Anna House, University of South Carolina
"The City and its Other: Landscape and Sixteenth-Century Cartographic Practice"

This paper examines the multivalent functions of landscape at the margins of sixteenth-century maps and city views. As cartographic methods became more scientific in this period, marginal landscapes remained stubbornly pictorial, providing natural, unruly boundaries that frame manmade territory. Yet the mountains, grassy knolls, and forests at the margins of maps and city views are not neutral; in unacknowledged ways, they could extend, rather than delimit, the world of the map’s depiction. I consider the possibilities of marginal landscape in three prominent sixteenth-century examples: Jacopo de’Barbari’s 1500 View of Venice, with its Alpine horizon; Leonardo Bufalini’s 1551 Plan of Rome; and Georg Braun and Franz Hogenberg’s 1571 Civitates Orbis Terrarum.

James Harper, University of Oregon
"Virtual Duchy: Francesco Mingucci’s Landscapes for Pope Urban VIII and the Devolution of Urbino"

When Pope Urban VIII concluded the 1623 negotiations that would result in the devolution of Urbino to the papacy, he still had to wait for the elderly, heirless Duke to die before he could take possession of the territory. During those eight years of waiting, however, he could comfort himself with a sumptuous volume of over a hundred watercolor landscapes of the duchy, prepared for him by the painter and cartographer Francesco Mingucci. Paging through these views, the pope could access a direct and visceral sense of ownership and accomplishment.

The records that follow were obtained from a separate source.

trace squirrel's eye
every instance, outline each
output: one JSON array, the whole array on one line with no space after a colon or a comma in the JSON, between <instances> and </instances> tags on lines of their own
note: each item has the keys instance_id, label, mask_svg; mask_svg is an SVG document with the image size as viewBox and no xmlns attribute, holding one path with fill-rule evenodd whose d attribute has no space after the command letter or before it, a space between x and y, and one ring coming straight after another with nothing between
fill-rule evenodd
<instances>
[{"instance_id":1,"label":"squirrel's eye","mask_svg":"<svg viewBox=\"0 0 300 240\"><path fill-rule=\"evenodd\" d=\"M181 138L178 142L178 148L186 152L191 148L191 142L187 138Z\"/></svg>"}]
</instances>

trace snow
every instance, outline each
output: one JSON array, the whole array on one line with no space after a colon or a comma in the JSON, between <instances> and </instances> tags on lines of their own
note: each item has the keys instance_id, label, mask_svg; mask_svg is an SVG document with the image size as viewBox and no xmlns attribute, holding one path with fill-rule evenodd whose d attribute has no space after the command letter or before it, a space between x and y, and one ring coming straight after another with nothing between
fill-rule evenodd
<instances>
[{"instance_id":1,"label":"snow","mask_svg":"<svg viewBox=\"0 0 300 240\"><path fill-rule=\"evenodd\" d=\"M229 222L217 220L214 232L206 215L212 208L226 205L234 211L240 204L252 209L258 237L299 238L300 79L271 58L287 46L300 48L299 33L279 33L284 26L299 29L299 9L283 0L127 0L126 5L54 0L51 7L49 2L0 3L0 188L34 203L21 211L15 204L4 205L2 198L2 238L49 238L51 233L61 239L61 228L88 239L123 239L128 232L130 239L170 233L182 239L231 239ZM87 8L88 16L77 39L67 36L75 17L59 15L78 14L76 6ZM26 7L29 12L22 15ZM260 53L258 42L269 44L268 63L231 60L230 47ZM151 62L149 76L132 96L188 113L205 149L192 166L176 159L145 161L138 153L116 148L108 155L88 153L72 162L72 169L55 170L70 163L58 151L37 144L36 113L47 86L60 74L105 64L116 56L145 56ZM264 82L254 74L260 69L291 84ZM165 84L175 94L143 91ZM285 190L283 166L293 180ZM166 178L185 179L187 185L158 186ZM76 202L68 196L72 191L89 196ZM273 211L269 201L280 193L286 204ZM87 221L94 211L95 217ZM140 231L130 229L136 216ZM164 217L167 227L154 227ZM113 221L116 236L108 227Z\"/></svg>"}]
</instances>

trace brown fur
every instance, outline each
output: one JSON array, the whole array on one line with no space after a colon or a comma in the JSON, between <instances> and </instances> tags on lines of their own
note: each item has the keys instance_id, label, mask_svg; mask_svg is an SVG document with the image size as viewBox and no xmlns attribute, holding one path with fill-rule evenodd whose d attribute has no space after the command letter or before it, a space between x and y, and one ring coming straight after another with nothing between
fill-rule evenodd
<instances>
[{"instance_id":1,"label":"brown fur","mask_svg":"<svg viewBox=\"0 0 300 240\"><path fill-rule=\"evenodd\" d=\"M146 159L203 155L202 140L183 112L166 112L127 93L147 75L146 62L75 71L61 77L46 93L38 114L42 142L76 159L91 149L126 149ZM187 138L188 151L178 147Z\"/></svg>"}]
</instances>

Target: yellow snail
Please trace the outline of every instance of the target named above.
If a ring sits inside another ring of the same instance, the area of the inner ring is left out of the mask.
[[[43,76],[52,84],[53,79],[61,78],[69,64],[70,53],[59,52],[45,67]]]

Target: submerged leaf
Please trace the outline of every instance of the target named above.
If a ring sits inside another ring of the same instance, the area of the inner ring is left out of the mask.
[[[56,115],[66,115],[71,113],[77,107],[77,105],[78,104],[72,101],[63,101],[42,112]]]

This paper analyzes Mingucci’s paintings and his panegyric introduction in their political context, and offers the volume as an unusually concrete example of the idea that landscape views are simulacra of the places they depict. Mingucci’s bird’s-eye views and encyclopedic approach match his goals; taken together, the landscape images in the volume represent the state both literally and conceptually.